Investigating Split Locks on x86-64

How bad are they, really? And how bad is the medicine?

Apr 08, 2026

“Split locks” are atomic operations that access memory across cache line boundaries. Atomic operations let programmers perform several basic operations in sequence without interference from another thread. That makes atomic operations useful for multithreaded code. For instance, an atomic test and set can let a thread acquire a higher level lock. Or, an atomic add can let multiple threads increment a shared counter without using a software-orchestrated lock. Modern CPUs handle atomics with cache coherency protocols, letting cores lock individual cache lines while letting unrelated memory accesses proceed. Intel and AMD apparently don’t have a way to lock two cache lines at once, and fall back to a "bus lock" if an atomic operation works on a value that’s split across two cache lines.

Bus locks are problematic because they’re slow, and taking a bus lock “potentially disrupts performance on other cores and brings the whole system to its knees”. AMD and Intel’s newer cores can trap split locks, letting the kernel easily detect processes that use split locks and potentially mitigate that noisy neighbor effect. Linux defaults to using this feature and inserting an artificial delay to mitigate the performance impact.

Testing Split Locks

I have a core to core latency test that bounces an incrementing counter between cores using _InterlockedCompareExchange64. That compiles to lock cmpxchg on x86-64, which is an atomic test and set operation. I normally target a value at the start of a 64B aligned block of memory, but here I’m modifying it to push the targeted value’s start address to just before the end of the cache line.
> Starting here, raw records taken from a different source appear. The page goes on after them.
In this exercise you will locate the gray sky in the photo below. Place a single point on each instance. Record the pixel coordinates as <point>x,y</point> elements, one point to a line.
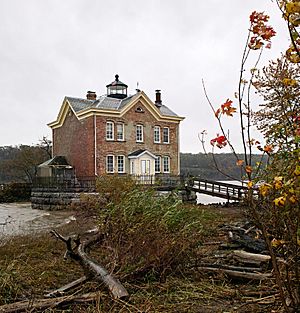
<point>56,48</point>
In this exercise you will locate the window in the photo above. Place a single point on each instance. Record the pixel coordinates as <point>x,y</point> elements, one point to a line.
<point>121,163</point>
<point>166,164</point>
<point>166,135</point>
<point>139,133</point>
<point>157,164</point>
<point>156,134</point>
<point>109,131</point>
<point>109,163</point>
<point>120,132</point>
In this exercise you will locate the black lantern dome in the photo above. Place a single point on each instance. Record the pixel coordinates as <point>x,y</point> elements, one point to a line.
<point>117,89</point>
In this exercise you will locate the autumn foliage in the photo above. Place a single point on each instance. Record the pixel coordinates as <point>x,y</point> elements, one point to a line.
<point>276,209</point>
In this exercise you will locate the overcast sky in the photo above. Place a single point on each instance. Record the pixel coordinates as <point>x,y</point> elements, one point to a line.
<point>56,48</point>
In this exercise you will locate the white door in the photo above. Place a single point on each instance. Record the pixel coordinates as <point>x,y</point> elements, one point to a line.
<point>145,167</point>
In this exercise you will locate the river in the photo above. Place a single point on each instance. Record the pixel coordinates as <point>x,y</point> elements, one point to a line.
<point>20,218</point>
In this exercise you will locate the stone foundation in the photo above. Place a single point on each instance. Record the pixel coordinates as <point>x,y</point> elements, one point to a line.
<point>44,200</point>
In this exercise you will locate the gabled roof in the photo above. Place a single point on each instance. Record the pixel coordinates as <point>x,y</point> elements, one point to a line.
<point>109,106</point>
<point>56,161</point>
<point>138,153</point>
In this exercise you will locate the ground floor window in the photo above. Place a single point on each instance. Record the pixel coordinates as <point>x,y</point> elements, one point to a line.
<point>109,163</point>
<point>121,163</point>
<point>166,164</point>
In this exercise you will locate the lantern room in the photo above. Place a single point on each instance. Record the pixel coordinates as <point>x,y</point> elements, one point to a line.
<point>117,89</point>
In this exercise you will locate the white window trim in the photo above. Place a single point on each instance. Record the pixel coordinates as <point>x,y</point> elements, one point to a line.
<point>124,171</point>
<point>123,132</point>
<point>113,126</point>
<point>163,165</point>
<point>142,128</point>
<point>157,128</point>
<point>158,158</point>
<point>166,142</point>
<point>106,164</point>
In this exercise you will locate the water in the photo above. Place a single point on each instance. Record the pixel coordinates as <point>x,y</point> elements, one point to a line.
<point>20,218</point>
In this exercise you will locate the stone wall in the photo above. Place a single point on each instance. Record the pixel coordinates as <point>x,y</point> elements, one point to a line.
<point>47,200</point>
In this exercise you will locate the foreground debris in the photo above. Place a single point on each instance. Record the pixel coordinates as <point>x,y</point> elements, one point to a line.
<point>241,264</point>
<point>92,269</point>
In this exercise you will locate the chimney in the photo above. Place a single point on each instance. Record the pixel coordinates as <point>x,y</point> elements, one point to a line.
<point>91,95</point>
<point>158,98</point>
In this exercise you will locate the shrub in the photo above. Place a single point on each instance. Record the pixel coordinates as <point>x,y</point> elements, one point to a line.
<point>147,234</point>
<point>15,192</point>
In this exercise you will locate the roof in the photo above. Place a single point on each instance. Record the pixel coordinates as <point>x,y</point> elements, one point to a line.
<point>110,106</point>
<point>56,161</point>
<point>104,102</point>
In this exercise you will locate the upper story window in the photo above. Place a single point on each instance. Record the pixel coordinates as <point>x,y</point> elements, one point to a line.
<point>156,134</point>
<point>139,135</point>
<point>121,163</point>
<point>166,164</point>
<point>157,164</point>
<point>120,132</point>
<point>110,164</point>
<point>109,131</point>
<point>166,135</point>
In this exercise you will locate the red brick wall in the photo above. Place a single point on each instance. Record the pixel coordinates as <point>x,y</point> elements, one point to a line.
<point>130,120</point>
<point>75,140</point>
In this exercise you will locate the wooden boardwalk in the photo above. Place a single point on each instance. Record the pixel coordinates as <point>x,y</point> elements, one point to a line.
<point>217,189</point>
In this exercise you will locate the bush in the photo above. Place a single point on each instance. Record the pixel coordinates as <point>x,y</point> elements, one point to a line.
<point>15,192</point>
<point>147,234</point>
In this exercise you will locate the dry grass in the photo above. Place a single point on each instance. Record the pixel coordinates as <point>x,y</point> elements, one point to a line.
<point>30,266</point>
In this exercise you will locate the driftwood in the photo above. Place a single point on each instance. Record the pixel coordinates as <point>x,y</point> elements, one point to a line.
<point>237,274</point>
<point>231,267</point>
<point>251,256</point>
<point>91,268</point>
<point>29,305</point>
<point>60,291</point>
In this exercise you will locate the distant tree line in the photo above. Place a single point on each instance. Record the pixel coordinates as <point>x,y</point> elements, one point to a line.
<point>19,163</point>
<point>221,166</point>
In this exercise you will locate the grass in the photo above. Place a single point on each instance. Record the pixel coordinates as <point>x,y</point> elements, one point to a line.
<point>33,265</point>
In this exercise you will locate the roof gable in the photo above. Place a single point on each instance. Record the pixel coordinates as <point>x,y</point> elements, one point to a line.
<point>107,106</point>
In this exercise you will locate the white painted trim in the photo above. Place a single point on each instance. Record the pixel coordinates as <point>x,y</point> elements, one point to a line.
<point>106,157</point>
<point>95,145</point>
<point>141,154</point>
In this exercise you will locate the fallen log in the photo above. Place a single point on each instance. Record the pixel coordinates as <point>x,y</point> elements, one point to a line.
<point>251,256</point>
<point>92,269</point>
<point>60,291</point>
<point>42,304</point>
<point>237,274</point>
<point>231,267</point>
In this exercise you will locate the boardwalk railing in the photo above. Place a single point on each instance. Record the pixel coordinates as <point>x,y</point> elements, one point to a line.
<point>217,189</point>
<point>160,182</point>
<point>88,184</point>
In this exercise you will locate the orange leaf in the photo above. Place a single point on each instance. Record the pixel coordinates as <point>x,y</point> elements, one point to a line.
<point>239,162</point>
<point>248,169</point>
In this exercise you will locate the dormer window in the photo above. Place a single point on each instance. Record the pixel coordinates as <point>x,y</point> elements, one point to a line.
<point>156,134</point>
<point>120,132</point>
<point>109,131</point>
<point>139,133</point>
<point>139,110</point>
<point>166,135</point>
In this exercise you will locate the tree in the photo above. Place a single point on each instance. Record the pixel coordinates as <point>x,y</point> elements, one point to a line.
<point>23,165</point>
<point>276,211</point>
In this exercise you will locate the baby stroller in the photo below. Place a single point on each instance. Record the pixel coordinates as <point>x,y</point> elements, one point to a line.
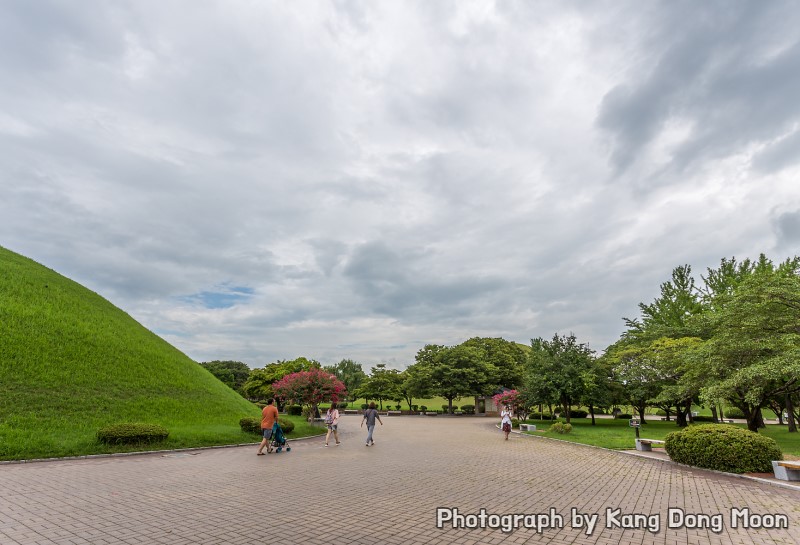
<point>278,441</point>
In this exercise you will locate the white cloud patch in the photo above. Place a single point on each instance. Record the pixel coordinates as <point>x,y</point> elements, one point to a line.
<point>356,179</point>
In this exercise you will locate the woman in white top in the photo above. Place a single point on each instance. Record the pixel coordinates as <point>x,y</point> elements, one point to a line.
<point>505,421</point>
<point>332,421</point>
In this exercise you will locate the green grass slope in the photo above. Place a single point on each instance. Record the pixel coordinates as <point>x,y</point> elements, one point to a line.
<point>71,362</point>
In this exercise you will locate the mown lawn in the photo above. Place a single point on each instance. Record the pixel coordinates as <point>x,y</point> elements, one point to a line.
<point>617,433</point>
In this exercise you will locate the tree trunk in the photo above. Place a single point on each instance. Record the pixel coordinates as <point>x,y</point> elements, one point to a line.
<point>790,414</point>
<point>680,416</point>
<point>753,419</point>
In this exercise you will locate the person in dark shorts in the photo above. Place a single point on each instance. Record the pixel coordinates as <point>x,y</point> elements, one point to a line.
<point>370,415</point>
<point>269,415</point>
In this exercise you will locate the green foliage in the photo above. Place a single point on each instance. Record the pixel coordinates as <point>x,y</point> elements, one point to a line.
<point>560,427</point>
<point>286,425</point>
<point>557,370</point>
<point>350,373</point>
<point>723,448</point>
<point>233,373</point>
<point>733,412</point>
<point>132,434</point>
<point>382,384</point>
<point>250,424</point>
<point>71,361</point>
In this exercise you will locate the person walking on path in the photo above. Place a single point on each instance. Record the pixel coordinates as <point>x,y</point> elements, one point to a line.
<point>269,415</point>
<point>505,421</point>
<point>369,417</point>
<point>332,421</point>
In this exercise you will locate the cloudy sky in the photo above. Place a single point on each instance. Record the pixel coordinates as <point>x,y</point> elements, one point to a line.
<point>261,180</point>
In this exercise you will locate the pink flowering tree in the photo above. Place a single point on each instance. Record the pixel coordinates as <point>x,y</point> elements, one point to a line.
<point>513,399</point>
<point>310,388</point>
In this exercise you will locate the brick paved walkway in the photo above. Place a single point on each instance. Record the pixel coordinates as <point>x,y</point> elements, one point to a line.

Doing so places some bytes of the targeted 8B (64-bit) value on the first cache line, and the rest on the next one. As expected, “core to core latency” with split locks range from bad to horrifying.

To assess the potential disruption from split locks, I ran memory latency and bandwidth microbenchmarks on cores excluded from the core to core latency test. Besides microbenchmarks, I ran Geekbench 6’s photo filter and asset compression workloads. The photo filter workload generates a lot of cache miss traffic, while asset compression tends to be the opposite. Many recent CPUs only achieve their highest clock speeds with two or fewer cores active. One core will be loaded by the workload being tested for contention effects, and another pair will be used for the core to core latency test. I therefore turned off boost or lowered clock speeds on some of the tested hardware to reduce noisy neighbor effects from clock speed variation, helping isolate the effects of split locks.

Intel Core Ultra 9 285K

Intel’s Arrow Lake gets to be the first victim. Normal core to core latency results look like this:

Tested on Linux, which numbers cores with the P-Cores first, then all E-Cores

Split locks send latency to 7 microseconds, which remains mostly constant across different core types.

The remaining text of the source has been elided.